Pecalang dan Warga Bali Tolak Kehadiran Ormas GRIB Jaya yang Dianggap Berbau Premanisme
Pecalang atau polisi adat di Bali. (Antara Foto / Nyoman Budhiana)
D'On, Bali — Pulau Bali, yang selama ini dikenal sebagai surga pariwisata dunia dengan budaya dan tradisi yang kental, tengah bergolak dengan isu sosial yang mengusik ketenangan warganya. Penolakan keras datang dari berbagai elemen masyarakat Bali terhadap kehadiran organisasi masyarakat (ormas) Gerakan Raya Indonesia Bersatu (GRIB) Jaya, yang baru-baru ini mendeklarasikan kepengurusan resminya di Pulau Dewata.
Ormas yang dipimpin oleh tokoh kontroversial Hercules Rosario Marshal yang selama ini dikenal memiliki latar belakang premanisme menuai respons negatif dari masyarakat adat Bali. Mereka khawatir, kehadiran GRIB Jaya justru akan mencederai nilai-nilai kearifan lokal dan menciptakan keresahan di tengah-tengah masyarakat yang selama ini hidup dalam harmoni.
Salah satu suara paling lantang datang dari Senator asal Bali, Ni Luh Djelantik. Lewat akun Instagram pribadinya, Ni Luh menegaskan bahwa Bali tidak membutuhkan kehadiran ormas luar, apalagi yang dinilai memiliki citra kekerasan dan intimidatif. Menurutnya, Bali sudah memiliki sistem keamanan adat yang kuat melalui lembaga pecalang penjaga keamanan tradisional yang secara historis telah terbukti menjaga ketertiban dan keseimbangan sosial di tengah masyarakat.

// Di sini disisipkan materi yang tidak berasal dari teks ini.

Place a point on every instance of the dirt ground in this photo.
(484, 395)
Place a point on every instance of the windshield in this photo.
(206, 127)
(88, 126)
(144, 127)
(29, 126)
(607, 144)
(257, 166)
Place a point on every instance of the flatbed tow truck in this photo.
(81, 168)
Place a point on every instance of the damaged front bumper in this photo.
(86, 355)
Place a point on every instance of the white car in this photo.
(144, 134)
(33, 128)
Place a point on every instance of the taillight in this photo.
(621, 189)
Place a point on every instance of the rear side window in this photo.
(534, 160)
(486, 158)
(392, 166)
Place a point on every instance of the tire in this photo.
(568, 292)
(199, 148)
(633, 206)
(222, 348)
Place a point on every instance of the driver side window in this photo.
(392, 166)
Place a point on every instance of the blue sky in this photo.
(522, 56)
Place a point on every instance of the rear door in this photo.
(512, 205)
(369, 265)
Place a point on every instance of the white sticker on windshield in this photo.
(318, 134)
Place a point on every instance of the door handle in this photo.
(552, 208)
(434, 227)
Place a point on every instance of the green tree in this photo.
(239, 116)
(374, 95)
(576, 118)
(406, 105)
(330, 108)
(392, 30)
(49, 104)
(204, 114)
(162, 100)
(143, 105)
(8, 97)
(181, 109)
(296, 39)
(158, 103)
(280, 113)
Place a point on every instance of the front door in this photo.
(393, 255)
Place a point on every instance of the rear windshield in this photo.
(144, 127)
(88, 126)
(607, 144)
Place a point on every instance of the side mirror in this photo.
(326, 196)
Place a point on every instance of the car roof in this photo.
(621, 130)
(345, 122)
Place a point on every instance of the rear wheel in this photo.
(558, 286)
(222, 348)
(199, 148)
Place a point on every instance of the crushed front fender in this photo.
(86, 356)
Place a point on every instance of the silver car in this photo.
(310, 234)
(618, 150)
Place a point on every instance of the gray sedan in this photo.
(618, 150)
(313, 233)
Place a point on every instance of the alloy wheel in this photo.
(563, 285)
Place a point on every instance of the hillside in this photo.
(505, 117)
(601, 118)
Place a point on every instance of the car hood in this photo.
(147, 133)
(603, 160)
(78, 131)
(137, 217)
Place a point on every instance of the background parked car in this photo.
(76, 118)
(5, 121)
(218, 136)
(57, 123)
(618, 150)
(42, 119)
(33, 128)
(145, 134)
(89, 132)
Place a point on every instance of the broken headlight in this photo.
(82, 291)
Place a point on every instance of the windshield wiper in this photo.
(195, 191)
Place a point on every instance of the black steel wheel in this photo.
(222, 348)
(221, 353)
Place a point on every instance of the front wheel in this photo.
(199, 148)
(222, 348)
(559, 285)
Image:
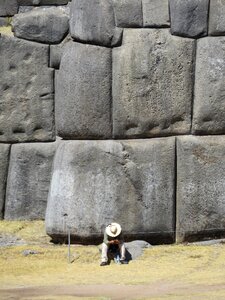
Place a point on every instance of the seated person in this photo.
(113, 236)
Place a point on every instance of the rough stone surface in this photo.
(97, 182)
(46, 25)
(216, 17)
(152, 84)
(209, 109)
(8, 7)
(83, 92)
(4, 160)
(42, 2)
(189, 18)
(156, 13)
(128, 13)
(26, 92)
(92, 21)
(200, 187)
(28, 180)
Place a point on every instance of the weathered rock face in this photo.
(96, 182)
(189, 18)
(4, 159)
(200, 187)
(147, 100)
(83, 92)
(209, 110)
(28, 181)
(216, 17)
(46, 25)
(128, 13)
(26, 92)
(156, 13)
(8, 7)
(92, 21)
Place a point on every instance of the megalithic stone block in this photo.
(209, 109)
(189, 18)
(4, 161)
(28, 183)
(8, 8)
(26, 92)
(45, 25)
(83, 92)
(97, 182)
(152, 84)
(200, 187)
(216, 17)
(93, 22)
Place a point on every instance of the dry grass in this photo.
(197, 265)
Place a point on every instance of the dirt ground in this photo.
(162, 272)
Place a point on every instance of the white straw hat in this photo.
(113, 229)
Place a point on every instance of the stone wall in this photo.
(114, 110)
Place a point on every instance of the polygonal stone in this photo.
(4, 160)
(200, 187)
(83, 92)
(26, 92)
(189, 18)
(152, 84)
(28, 180)
(97, 182)
(46, 25)
(93, 22)
(128, 13)
(42, 2)
(156, 13)
(209, 109)
(8, 7)
(216, 17)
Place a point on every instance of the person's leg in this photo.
(104, 257)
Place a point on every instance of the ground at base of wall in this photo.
(38, 269)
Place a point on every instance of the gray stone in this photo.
(216, 17)
(4, 160)
(56, 52)
(83, 92)
(92, 21)
(42, 2)
(26, 92)
(8, 7)
(209, 109)
(156, 13)
(128, 13)
(28, 180)
(97, 182)
(152, 84)
(200, 187)
(189, 18)
(46, 25)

"Bali tidak butuh ormas luar. Kami punya pecalang yang bekerja bukan karena dibayar, tapi karena panggilan budaya dan tanggung jawab moral terhadap tanah leluhur," tegas Ni Luh dalam unggahannya.
Penolakan ini tidak hanya berhenti di media sosial. Di lapangan, gerakan penolakan turut dikobarkan oleh para pecalang sendiri. Salah satunya datang dari Wayan Darmaya, Ketua Pecalang Desa Adat Sulanyah, Kecamatan Seririt, Kabupaten Buleleng. Ia mengirim surat terbuka yang ditujukan langsung kepada Gubernur Bali, I Wayan Koster, serta kepada Bendesa Agung Majelis Desa Adat (MDA) Bali dan Manggala Agung Pasikian Pecalang Provinsi Bali.

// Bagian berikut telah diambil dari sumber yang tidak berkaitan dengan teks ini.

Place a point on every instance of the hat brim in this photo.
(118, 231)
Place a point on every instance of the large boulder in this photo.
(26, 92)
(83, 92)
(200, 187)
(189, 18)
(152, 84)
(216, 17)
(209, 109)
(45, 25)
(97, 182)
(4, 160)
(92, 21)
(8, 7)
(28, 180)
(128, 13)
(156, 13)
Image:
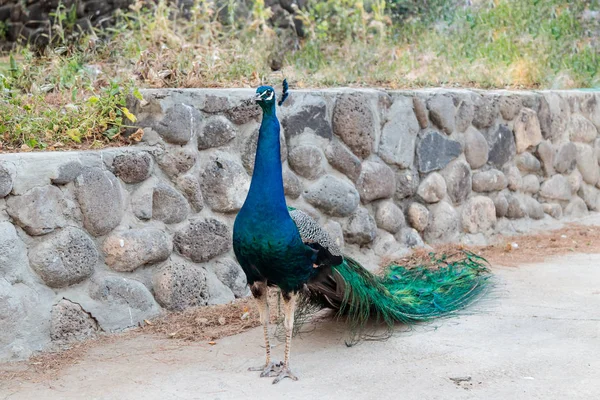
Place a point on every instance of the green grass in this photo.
(74, 94)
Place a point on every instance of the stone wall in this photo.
(102, 240)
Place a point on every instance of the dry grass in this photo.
(510, 44)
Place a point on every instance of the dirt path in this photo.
(537, 337)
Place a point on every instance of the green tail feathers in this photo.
(409, 295)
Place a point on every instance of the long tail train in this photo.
(404, 295)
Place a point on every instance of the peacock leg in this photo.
(289, 307)
(260, 292)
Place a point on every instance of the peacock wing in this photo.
(314, 236)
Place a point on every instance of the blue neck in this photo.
(266, 188)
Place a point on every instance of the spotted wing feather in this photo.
(314, 236)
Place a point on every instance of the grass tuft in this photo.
(73, 95)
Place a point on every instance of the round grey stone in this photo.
(353, 121)
(576, 208)
(244, 113)
(501, 205)
(385, 244)
(531, 184)
(489, 181)
(307, 161)
(101, 199)
(179, 124)
(435, 151)
(556, 188)
(485, 111)
(224, 184)
(516, 209)
(587, 163)
(546, 153)
(581, 130)
(179, 285)
(343, 159)
(418, 216)
(407, 183)
(126, 251)
(249, 150)
(71, 323)
(389, 216)
(410, 238)
(534, 209)
(552, 209)
(333, 196)
(399, 134)
(575, 181)
(202, 239)
(190, 187)
(509, 106)
(216, 132)
(215, 104)
(133, 167)
(292, 187)
(168, 205)
(502, 146)
(527, 162)
(310, 116)
(39, 210)
(218, 293)
(231, 275)
(478, 215)
(176, 161)
(67, 173)
(566, 158)
(443, 223)
(464, 114)
(442, 112)
(433, 188)
(360, 228)
(590, 195)
(129, 294)
(376, 181)
(458, 181)
(513, 178)
(527, 130)
(64, 258)
(476, 148)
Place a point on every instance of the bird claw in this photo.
(270, 369)
(284, 373)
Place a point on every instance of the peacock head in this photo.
(265, 97)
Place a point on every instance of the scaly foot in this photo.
(270, 369)
(284, 373)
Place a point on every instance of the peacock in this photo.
(279, 246)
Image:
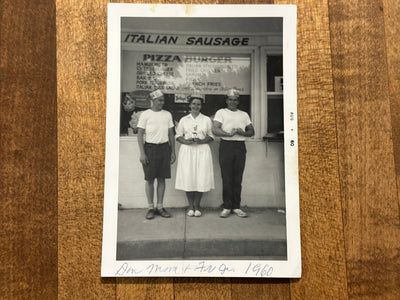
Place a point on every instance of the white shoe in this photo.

Surat tersebut berisi kegelisahan masyarakat adat terhadap munculnya ormas dari luar daerah yang dinilai bertentangan dengan Pergub Bali Nomor 4 Tahun 2019 tentang Desa Adat. Pergub itu secara tegas mengatur tentang keberadaan dan kewenangan lembaga adat di Bali, termasuk struktur jaga baya dan pecalang yang berada di bawah Baga Pawongan sebagai garda terdepan dalam menjaga keamanan di lingkungan adat atau wewidangan.
“Bali sudah memiliki sistem pengamanan sendiri yang terintegrasi dalam struktur adat kami. Pecalang bukan sekadar penjaga, tapi simbol budaya dan spiritualitas masyarakat Bali,” tulis Wayan Darmaya dalam suratnya.
Lebih jauh, ia juga menyerukan agar pemerintah tidak hanya menolak ormas luar yang berpotensi merusak tatanan, tetapi juga memperkuat posisi dan kapasitas pecalang melalui dukungan anggaran yang layak.
Aksi penolakan ini mendapat dukungan luas dari masyarakat Bali. Viral di media sosial, video dan unggahan yang memperlihatkan keresahan warga atas peresmian GRIB Jaya di Bali mendapat ribuan komentar dan dibagikan secara masif. Banyak yang mempertanyakan urgensi kehadiran ormas tersebut di tengah stabilitas sosial Bali yang selama ini terjaga dengan baik.
Hingga kini, belum ada tanggapan resmi dari pihak GRIB Jaya mengenai penolakan tersebut. Namun, gelombang kritik dan penolakan yang terus meluas menunjukkan bahwa masyarakat Bali tidak tinggal diam jika harmoni dan keseimbangan sosial-budaya mereka merasa terancam.
Kisruh ini membuka kembali perbincangan tentang pentingnya menjaga Bali tetap menjadi wilayah yang berdaulat secara budaya, di mana aturan dan norma adat dihormati, bukan dilangkahi oleh kekuatan luar yang membawa potensi konflik.